Free Media Online president Ted Lipien who had worked for the Voice of America and U.S. international broadcasting for over 30 years in various journalistic, managerial, marketing and executive positions, provided and BBG Watch websites with the following analysis:
“The decentralized model of U.S. international broadcasting with independent surrogate broadcasters and the Voice of America, each having a different mission and operating under different rules, served well the needs of the United States Government, the American people and radio listeners behind the Iron Curtain, as it now also serves information needs in countries like Iran, Iraq and Afghanistan. It worked initially much better for Radio Free Europe and Radio Liberty, but once the Voice of America’s editorial independence was protected by law in 1976 and VOA news reporting decentralized during the Reagan Administration, the dual arrangement became even more effective in promoting human rights, media freedom and understanding of America. After the United States Information Agency was abolished and the Broadcasting Board of Governors was created, this successful model was first weakened and may now be completely dismantled, with the Voice of America and U.S. public diplomacy being the primary losers. It would be great to have a BBC-like, journalistically  independent international and domestic multimedia broadcaster, well-funded and easily identified abroad as the voice of the American people and to some degree the U.S. Government but also able to offer targeted and hard-hitting news and commentary to countries without free media. But for a variety of historical and political reasons, this is not a good model for the United States. Privatization, centralization of news gathering and the removal of at least informal links between the Voice of America and the foreign policy community and U.S. public diplomacy will harm the cause of supporting media freedom, human rights and democracy. U.S. national security interests abroad will also be harmed by this proposal.

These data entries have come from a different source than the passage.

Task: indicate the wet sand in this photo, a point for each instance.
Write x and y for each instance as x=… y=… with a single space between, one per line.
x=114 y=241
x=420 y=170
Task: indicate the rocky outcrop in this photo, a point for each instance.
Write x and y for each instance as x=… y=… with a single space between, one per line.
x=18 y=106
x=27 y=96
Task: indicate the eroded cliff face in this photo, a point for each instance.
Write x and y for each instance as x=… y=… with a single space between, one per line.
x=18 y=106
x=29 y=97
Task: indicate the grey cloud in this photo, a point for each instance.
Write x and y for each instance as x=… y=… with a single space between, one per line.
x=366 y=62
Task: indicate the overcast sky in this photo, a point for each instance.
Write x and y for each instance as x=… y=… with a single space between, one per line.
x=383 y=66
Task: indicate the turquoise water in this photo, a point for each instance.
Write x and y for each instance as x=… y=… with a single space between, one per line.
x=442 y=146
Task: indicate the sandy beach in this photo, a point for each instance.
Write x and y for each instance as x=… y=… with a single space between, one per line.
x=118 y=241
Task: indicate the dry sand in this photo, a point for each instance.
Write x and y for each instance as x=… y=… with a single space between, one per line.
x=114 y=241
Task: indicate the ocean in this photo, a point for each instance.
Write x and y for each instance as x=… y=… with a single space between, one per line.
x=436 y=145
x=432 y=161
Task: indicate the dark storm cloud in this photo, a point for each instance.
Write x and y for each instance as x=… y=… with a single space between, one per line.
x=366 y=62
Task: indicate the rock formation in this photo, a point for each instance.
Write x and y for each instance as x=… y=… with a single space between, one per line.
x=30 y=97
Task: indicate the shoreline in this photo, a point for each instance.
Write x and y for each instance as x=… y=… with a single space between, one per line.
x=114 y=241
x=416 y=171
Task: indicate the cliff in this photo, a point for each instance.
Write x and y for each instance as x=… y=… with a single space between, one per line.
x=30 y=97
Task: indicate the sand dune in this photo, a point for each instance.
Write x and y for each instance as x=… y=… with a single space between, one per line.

Someone, somewhere — whether they are U.S. diplomats, political figures, corporate officers, or journalists — will have to decide what goes into U.S. Government-funded broadcasts and to where they should be directed. No one with any knowledge of the history of successful public diplomacy wants to see interference with journalistic freedom. U.S. ambassadors and other State Department officials should not exercise a veto power over what goes on the air. But a complete divorce of U.S. international broadcasting from the experience of the U.S. Government’s foreign affairs community may not be good either for America and the world. The system of checks and balances that developed between U.S. Government broadcasters and Government officials toward the end of the Cold War, although far from perfect, gave the United States the ability to send both authoritative and journalistically bold messages targeted to specific countries. It might be wise to study this history before deciding on a new arrangement.”